Internally assessed units

An explanation of grade boundaries for internally assessed units and why they move.

When a specification has been in operation for some time, grade boundaries for internally assessed units (ie, non-exam assessment or NEA) often stay the same year on year. The regulators' GCSE, GCE, Principal Learning and Project Code of Practice allows grade boundaries to be carried forward from previous exam series, but only if recommended by the lead moderator and supported by statistical and technical evidence.

Why grade boundaries move

However, it is sometimes necessary to move grade boundaries. This happens when a particular boundary from a previous exam does not represent the same standard as it did in previous years.

Sometimes the lead moderators report that some schools and colleges are giving higher marks for work of the same quality as previous years. While the marks remain within tolerance, so are not changed by moderation, the work at a particular mark is not of the same quality as work at that mark in previous years.

Where marks go up though the quality of work stays the same, we maintain standards by adjusting grade boundaries upwards. This ensures all students are treated fairly no matter which year they take their exams.

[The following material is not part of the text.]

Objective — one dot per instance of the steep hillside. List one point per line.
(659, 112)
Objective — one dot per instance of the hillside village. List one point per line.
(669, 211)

This obligation to be fair to all students is a regulatory requirement, intended to ensure that they should not:

  • gain better results simply because their teachers are more familiar with the specification and its requirements (and are thus better able to teach candidates in a way that helps them to meet the assessment criteria)
  • be advantaged or disadvantaged simply because of the point in the lifetime of the specification at which they happen to have entered.